Balochistan Governor Malik Abdul Wali Khan Kakar has expressed concern at the non-functional labour rooms in most of the district headquarter hospitals of the province, calling for immediate steps to resolve the issue.
He expressed these views while addressing the participants of the 15th Pakistan Pediatric Conference 2024. Caretaker Health Minister Dr Amir Muhammad Jogaizai, Pediatric Neurology President Dr Shahnaz Ibrahim, Organising Committee Chairman Dr Habibullah Babar, Dr Jamal Raza, Dr Attaullah Bizenjo and Dr Tipu Sultan besides others were present.
Addressing the conference, the governor said that if the medicines provided by the government did not reach the patients, no meaningful change would come after spending billions of rupees from the federal and provincial budgets in various sectors.
“If doctors and teachers do not attend health and educational institutions, who is responsible for it,” he questioned. “To change these unfavourable conditions, we have to speak the truth, as time demands that we all sit together to find a lasting solution.”
He said that today’s prestigious conference and holding a conference on a sensitive but very important topic regarding children’s health, especially neurology was a commendable act, the purpose of which was to define a healthy society.
“It is a fact that the bright future of a country or nation is conditioned by mentally and physically healthy people,” he said, inviting experts from different fields of life, especially neurologists, to help in devising a comprehensive strategy at the national level.
He said, “We are sure that such conscious efforts will yield positive results.”
The governor said that Balochistan, which was relatively a backward province, had the highest maternal and child mortality rate even today as due to the small but dispersed population of the province, it was a big challenge to bring basic health facilities to the doorsteps of the people.

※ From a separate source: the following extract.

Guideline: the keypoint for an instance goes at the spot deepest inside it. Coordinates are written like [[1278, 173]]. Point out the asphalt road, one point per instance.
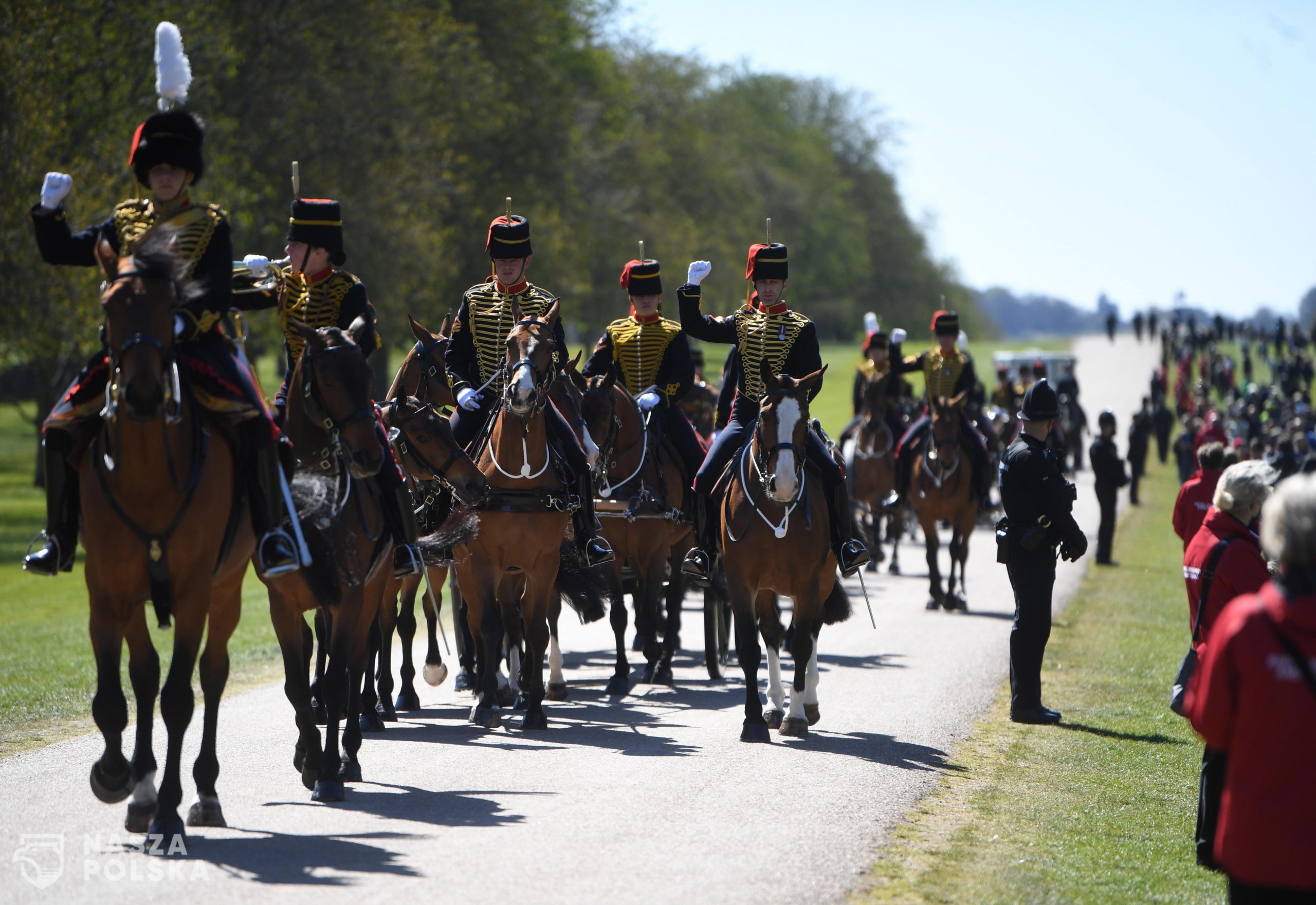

He said that it was also a sad aspect of society that children were seen in various shops, hotels, garages and rubbish heaps.
“In a house where there is severe poverty and the parents are also not educated, in such a situation, parents cannot do anything for the education and treatment of their children,” he said.
He said that even in this advanced age of science and technology, thousands of people in Balochistan died every year from curable diseases like malaria, jaundice, polio and TB.
“I am proud that today I am present among dedicated doctors who are working day and night to solve physical ailments as well as mental health problems,” he noted.
Published in The Express Tribune, February 25th, 2024.